Je suis une femme de Palestine, où les voix des femmes sont censées être enterrées sous les décombres. Mais malgré les différentes formes de blocus, je suis ici aujourd’hui pour faire entendre la voix des femmes palestiniennes – paysannes, révolutionnaires, martyres et prisonnières.
Je suis témoin du crime qui se passe, des femmes qui perdent leurs enfants sous les bombardements, des femmes chassées de chez elles, de toute une génération privée du droit de vivre dans la dignité. Nous avons connu le génocide, la famine et les déplacements forcés.
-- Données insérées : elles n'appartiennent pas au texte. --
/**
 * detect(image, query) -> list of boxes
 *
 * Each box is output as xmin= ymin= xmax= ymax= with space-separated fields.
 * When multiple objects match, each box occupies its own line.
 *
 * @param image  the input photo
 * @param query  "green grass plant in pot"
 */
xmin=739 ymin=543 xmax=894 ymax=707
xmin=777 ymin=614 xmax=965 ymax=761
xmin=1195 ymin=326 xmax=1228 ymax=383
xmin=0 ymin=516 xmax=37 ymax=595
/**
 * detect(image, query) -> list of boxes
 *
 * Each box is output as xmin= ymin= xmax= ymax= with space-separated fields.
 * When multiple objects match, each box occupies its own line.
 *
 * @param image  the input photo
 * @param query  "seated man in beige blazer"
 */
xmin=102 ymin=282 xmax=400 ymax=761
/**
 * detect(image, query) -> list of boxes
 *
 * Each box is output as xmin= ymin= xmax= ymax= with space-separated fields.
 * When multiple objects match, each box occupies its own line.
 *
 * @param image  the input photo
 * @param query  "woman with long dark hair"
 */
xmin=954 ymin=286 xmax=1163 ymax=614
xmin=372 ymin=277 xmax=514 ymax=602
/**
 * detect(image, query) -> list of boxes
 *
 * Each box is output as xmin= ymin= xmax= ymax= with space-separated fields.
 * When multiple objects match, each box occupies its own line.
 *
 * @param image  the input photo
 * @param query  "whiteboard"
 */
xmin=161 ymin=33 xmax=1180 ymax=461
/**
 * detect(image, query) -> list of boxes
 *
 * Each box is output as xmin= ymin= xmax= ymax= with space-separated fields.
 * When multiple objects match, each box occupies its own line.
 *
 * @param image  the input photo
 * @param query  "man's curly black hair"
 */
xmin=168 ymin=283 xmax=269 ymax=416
Cependant, nous nous accrochons à notre terre, en prenons soin, la protégeons et la défendons.
En Palestine, les femmes sont les icônes de la révolution, de la résurrection et de la renaissance. Ce sont elles qui protègent leurs maisons assiégées et leurs terres, sous la menace d’expropriation et d’implantation. Les femmes sont les gardiennes de la mémoire collective. Ce ne sont pas de simples victimes, mais des cibles qui, lorsqu’elles sont touchées, ont un impact sur les générations futures.
Je me tiens devant vous aujourd’hui au nom des femmes paysannes qui constituent l’épine dorsale de la souveraineté alimentaire dans le monde entier. En même temps, elles sont parmi les plus vulnérables à la marginalisation et à l’exploitation. Les femmes rurales cultivent leur terre, préservent les semences, s’occupent des animaux et assument la responsabilité de nourrir les nations. Cependant, elles se voient refuser les droits fondamentaux à la terre, à l’eau et aux semences, et ce sont elles qui subissent la violence patriarcale, sociale et économique. Elles paient le prix le plus élevé de la pauvreté, des déplacements forcés et des conflits armés.
Dans la région arabe, la souffrance des femmes à la campagne est aggravée par des régimes politiques et économiques satellites, subordonnés à des puissances étrangères, limités par des accords qui placent les intérêts des grandes entreprises au-dessus des intérêts du peuple. Les femmes rurales des pays arabes sont privées de ressources et menacées par le changement climatique et la sécheresse. Elles sont confrontées à des politiques agraires néolibérales qui les privent de leurs droits à la terre, au travail et à une vie digne. Cela dit, elles restent inébranlables, luttant pour que la vie continue, pour protéger la terre et défendre le droit des peuples à l’alimentation et à la souveraineté.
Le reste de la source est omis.